Question

Advice on downstream analisys: data from RNA-Seq

0

Entering edit mode

4.6 years ago

marcelolaia ▴ 10

My scenario:

I run featureCounts in two way:

Approach a: featureCounts -p -B -a Specie.transcript.fa.gtf -t exon -g gene_id -o A1.counts.txt -f A1.bbduk.bam
Approach b: featureCounts -p -B -a Specie.gene_exons.gtf -t exon -g transcript_id -o A1.counts_transcript_id.txt -f A1.bbduk.bam

From 'a', I obtained a list of genes differentially expressed (GDE) by NOIseq package - 1,714 genes. From 'b', I obtained a list of 3,067 exons DE.

I submitted that two lists to Blast2GO program and got Blastx, Interpro and EC for almost all sequences in each lists.

I have downloaded the GeneSCF and I will try it, too.

From here, I need help.

I would like to conduct a more refined analysis of this data.

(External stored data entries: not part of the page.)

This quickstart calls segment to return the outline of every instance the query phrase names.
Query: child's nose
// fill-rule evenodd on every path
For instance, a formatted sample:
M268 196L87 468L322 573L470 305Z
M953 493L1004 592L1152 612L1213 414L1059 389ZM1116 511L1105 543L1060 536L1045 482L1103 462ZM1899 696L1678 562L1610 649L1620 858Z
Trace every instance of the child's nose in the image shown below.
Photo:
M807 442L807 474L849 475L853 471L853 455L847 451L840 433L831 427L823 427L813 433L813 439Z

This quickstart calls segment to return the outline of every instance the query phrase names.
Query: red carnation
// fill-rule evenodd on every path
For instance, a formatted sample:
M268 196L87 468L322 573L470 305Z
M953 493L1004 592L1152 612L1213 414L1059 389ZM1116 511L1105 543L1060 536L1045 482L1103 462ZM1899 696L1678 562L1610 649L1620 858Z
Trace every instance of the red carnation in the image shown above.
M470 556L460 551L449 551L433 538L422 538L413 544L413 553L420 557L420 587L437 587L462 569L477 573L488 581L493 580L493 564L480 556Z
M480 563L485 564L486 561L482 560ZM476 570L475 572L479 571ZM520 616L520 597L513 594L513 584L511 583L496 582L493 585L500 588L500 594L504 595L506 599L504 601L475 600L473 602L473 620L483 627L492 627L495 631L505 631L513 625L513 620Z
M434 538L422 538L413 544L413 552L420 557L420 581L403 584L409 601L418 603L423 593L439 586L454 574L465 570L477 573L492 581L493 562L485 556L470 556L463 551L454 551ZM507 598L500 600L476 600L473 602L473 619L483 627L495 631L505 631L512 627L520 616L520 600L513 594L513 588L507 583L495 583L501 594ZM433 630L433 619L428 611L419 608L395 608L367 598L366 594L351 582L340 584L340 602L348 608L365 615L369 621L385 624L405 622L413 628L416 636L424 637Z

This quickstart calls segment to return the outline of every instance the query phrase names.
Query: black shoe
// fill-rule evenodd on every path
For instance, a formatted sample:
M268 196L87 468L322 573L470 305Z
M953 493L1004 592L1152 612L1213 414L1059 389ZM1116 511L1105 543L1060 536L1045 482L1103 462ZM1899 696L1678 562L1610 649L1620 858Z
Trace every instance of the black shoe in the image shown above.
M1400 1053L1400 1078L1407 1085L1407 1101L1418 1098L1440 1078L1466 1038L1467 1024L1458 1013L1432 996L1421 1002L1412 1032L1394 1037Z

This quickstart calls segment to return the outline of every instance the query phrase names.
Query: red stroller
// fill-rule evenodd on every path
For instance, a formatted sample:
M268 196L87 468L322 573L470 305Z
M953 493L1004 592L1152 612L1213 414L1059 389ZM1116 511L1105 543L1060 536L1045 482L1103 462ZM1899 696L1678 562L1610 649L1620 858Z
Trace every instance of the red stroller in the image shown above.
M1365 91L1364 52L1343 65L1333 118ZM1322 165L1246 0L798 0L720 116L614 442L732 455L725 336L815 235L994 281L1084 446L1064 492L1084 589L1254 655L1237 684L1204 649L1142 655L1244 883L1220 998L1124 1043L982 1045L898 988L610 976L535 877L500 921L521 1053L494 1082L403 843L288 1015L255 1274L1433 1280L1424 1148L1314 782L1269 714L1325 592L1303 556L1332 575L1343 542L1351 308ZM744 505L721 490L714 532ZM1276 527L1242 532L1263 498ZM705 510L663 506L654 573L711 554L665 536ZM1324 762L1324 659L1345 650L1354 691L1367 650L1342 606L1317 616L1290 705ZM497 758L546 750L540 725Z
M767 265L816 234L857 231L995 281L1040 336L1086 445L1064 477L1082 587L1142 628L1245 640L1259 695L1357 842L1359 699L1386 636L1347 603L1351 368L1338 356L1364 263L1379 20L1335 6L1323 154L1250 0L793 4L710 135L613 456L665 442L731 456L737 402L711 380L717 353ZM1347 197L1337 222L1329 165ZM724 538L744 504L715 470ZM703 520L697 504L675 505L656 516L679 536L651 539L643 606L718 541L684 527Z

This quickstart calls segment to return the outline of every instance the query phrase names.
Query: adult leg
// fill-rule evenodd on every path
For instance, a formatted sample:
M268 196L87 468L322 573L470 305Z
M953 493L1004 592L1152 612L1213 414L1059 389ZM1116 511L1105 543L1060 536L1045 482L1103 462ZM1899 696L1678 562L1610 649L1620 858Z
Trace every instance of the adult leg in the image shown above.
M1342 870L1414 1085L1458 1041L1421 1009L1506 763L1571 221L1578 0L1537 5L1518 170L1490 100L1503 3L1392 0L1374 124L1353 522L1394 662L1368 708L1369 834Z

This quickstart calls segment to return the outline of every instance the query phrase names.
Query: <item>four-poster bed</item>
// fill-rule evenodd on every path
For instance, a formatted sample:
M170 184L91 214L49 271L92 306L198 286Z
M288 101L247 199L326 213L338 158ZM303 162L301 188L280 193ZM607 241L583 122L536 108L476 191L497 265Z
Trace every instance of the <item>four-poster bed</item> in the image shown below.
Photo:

I tried to do a heatmap (pheatmap package in R), but, the huge amount of data shows up an unintelligible graphic. So, I did a subset of the data based on M value (NOISeq foldchange) >(+-)X (absolute value of X) and got a 84 DE exons/genes suitable for a plot. However, I see that plot and it like isn't a good idea doing a subset on data in this manner.

Have you ever been in a situation like this? Large amount of data? How did you do to extract the best biological information from them?

Any suggestion/advice is very welcome!

I'm a Debian user from Potato to now, but, I am not a programmer.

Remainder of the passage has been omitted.